The Role of Resolution 1325 Today

The Role of Resolution 1325 Today

Twenty-five years ago, the United Nations took a historic step that fundamentally changed how the world understands peace and security.

With the adoption of Security Council Resolution 1325 on Women, Peace and Security, the international community recognised, for the very first time, that peace is not possible without the full participation of women. It was a revolutionary moment. And although the world has changed dramatically since the year 2000, the promise and purpose of 1325 are just as urgent today as they were then.

Why 1325 Still Matters

1325 was never only about protecting women in war zones. It was about redefining peace itself - not just the absence of conflict, but the presence of justice, equality, and inclusion. It challenged the world to understand that women are not observers to conflict: they are leaders, negotiators, peacebuilders, and human rights defenders.

And today, in conflicts stretching from Ukraine to Sudan, from Gaza to Myanmar, women continue to stand on the frontlines of survival and reconciliation. They are organising evacuations, documenting abuses, running shelters, negotiating local ceasefires, and holding communities together when everything else is falling apart.

Yet despite this extraordinary leadership, women still make up less than 13 percent of peace negotiators and only 8 percent of mediators in formal processes. This is not a gap in ability or expertise, it is a gap in political will.

The role of 1325 today is therefore twofold:

  • to protect the progress we have made in embedding women’s rights and gender equality into global peace and security frameworks; and

  • to revitalise commitment, ensuring women are not just included as participants, but empowered as decision-makers in every process that shapes our collective future.

Georgetown’s Contribution: Turning 1325 Into Action

At Georgetown University, the spirit of Resolution 1325 is alive and being actively strengthened.

Through the Georgetown Institute for Women, Peace and Security (GIWPS), founded by Secretary Hillary Rodham Clinton and led by Ambassador Melanne Verveer, the work of implementing 1325 has become global, data-driven, and deeply practical.

One of the Institute’s most influential tools is the Women, Peace and Security Index, which now covers over 170 countries. It provides governments, the United Nations, and civil society with rigorous data on women’s inclusion, justice, and security. It shows where progress is happening and where urgent action is needed.

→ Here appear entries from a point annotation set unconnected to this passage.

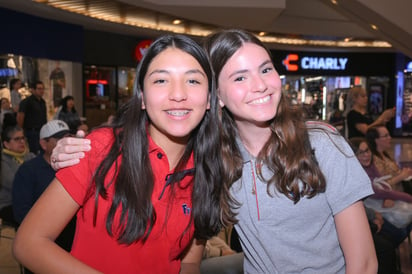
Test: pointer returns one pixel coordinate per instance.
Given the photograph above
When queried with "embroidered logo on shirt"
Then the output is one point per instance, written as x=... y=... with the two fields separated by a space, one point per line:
x=186 y=209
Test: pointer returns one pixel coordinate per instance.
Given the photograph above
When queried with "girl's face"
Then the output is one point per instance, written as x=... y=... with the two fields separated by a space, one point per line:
x=383 y=142
x=5 y=104
x=175 y=95
x=17 y=142
x=364 y=154
x=249 y=85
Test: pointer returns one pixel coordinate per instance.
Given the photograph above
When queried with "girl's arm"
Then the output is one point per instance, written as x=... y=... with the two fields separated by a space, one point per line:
x=34 y=244
x=192 y=258
x=356 y=240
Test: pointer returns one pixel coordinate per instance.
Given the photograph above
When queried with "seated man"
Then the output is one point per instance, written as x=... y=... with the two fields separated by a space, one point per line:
x=34 y=176
x=219 y=258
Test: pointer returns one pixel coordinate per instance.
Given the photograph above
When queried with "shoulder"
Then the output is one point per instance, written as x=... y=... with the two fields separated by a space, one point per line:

From Washington to the African Union, policymakers rely on this evidence to shape national action plans and inform international strategies.

But Georgetown’s impact does not end with research. Through education, policy guidance, and global convening, GIWPS plays a vital role in shaping the US National Action Plan, contributing to UN debates, and mentoring the next generation of women peacebuilders.

My Role as a Global Ambassador

As a proud Global Ambassador for Georgetown’s Institute, I work with partners across Europe, Africa, and the UN system to bring the Women, Peace and Security agenda into tangible practice. That means:

  • engaging parliamentarians and policymakers,

  • amplifying grassroots women’s voices, and

  • ensuring that evidence and lived experience reach decision-makers at the very moment they matter most.

Across every country I visit, one truth is clear: women are building peace whether or not they are invited to the table. But when they are invited and when they have the resources, protection, and authority they deserve, the peace that follows is stronger, more just, and more sustainable.

Renewing Our Commitment

As we mark a quarter-century of Resolution 1325, let us take this moment not only to commemorate the progress made, but to confront the work still ahead.

The world is facing a new era of conflict, displacement, and insecurity. Now more than ever, we need the vision of 1325 - a world where women’s leadership is recognised not as an afterthought, but as the foundation of peace itself.

The promise of 1325 was never symbolic. It was a blueprint for a safer, more equal world. Our responsibility as governments, as institutions, and as citizens is to make that promise real.